Polluters ‘panic’ at last minute

Senior lawyers advising Australian businesses and councils on the start of the carbon tax say some are struggling to prepare, with one warning of ”last-minute panic” a month before the scheme starts.

While the biggest polluters were well placed, small and mid-sized emitters had been slower to respond and in some cases had become aware only recently they had to pay the tax.

Partners at major law firms said those struggling to comprehend the scheme before its July 1 start included gas suppliers, the waste industry including local governments and companies that were not being charged the tax but faced an uncertain increase in costs.

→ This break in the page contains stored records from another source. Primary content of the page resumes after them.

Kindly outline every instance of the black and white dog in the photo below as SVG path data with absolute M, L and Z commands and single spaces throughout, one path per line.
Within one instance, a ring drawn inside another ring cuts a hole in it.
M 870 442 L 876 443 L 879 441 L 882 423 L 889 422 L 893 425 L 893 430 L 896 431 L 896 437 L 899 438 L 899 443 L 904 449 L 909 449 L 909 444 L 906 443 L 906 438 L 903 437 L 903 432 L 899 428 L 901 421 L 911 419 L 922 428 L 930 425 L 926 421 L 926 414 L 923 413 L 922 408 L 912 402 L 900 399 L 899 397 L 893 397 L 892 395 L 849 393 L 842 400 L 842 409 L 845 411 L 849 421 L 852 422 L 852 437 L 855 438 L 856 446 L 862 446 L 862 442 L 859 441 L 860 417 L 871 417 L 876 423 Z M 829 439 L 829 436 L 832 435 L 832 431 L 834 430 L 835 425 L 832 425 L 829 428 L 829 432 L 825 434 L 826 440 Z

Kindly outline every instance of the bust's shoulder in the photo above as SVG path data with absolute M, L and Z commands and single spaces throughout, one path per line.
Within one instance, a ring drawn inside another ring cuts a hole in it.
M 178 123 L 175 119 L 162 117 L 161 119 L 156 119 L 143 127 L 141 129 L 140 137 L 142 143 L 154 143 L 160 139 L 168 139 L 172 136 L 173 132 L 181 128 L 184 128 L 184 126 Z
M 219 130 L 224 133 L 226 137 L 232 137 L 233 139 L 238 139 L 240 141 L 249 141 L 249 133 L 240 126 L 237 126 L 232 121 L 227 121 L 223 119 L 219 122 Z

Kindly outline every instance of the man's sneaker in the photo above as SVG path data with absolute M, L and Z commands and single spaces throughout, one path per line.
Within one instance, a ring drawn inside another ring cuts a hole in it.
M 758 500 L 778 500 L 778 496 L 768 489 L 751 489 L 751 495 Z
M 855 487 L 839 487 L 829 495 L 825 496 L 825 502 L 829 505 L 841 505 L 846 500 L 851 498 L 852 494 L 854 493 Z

Elisa de Wit, leader of Norton Rose’s climate change practice, said some organisations were yet to grasp how to fairly pass on the $23 a tonne cost to consumers. ”There is last-minute panic in some cases, to be honest. There has been a lot of last-minute struggling with calculating what the price increase should be and conveying it to customers without breaching the ACCC [Australian Competition and Consumer Commission],” she said.

Ms de Wit said senior management and boards at some companies had failed to engage in working out what carbon pricing would mean for them. But she said the government had been slow to release details of some procedural elements of the scheme and the opposition’s promise to repeal it was discouraging businesses from investing in long-term emissions cuts. She said the Carbon Farming Initiative, under which companies can offset up to 5 per cent of their emissions through agricultural projects, was being held back by political uncertainty that made companies reluctant to buy carbon credits.

Martijn Wilder, head of Baker & McKenzie’s global environmental markets practice, said some owners of small gas facilities had not known they were above the emissions threshold for the tax - 25,000 tonnes of carbon dioxide a year - until recently.

But he said most big energy and resources companies had assessed their emissions under the national reporting scheme and were well prepared.

”Corporate entities that have been very vocal about the specific cost impacts on their business … cannot really justify any argument that ‘we’re not ready’.”

Grant Anderson, head of Allens’ climate change group, said businesses less prepared for the carbon price included natural gas suppliers and pipeline operators, which could be liable for direct emissions and the emissions embodied in the gas.

It comes as Climate Change Minister Greg Combet said Labor would hold Tony Abbott to account for his ”rank” and ”deceitful” fear campaign against the carbon tax.

Mr Combet promised Labor would never use its votes to help an Abbott government repeal the tax, meaning the Coalition would probably have to go to a double dissolution election to abolish it.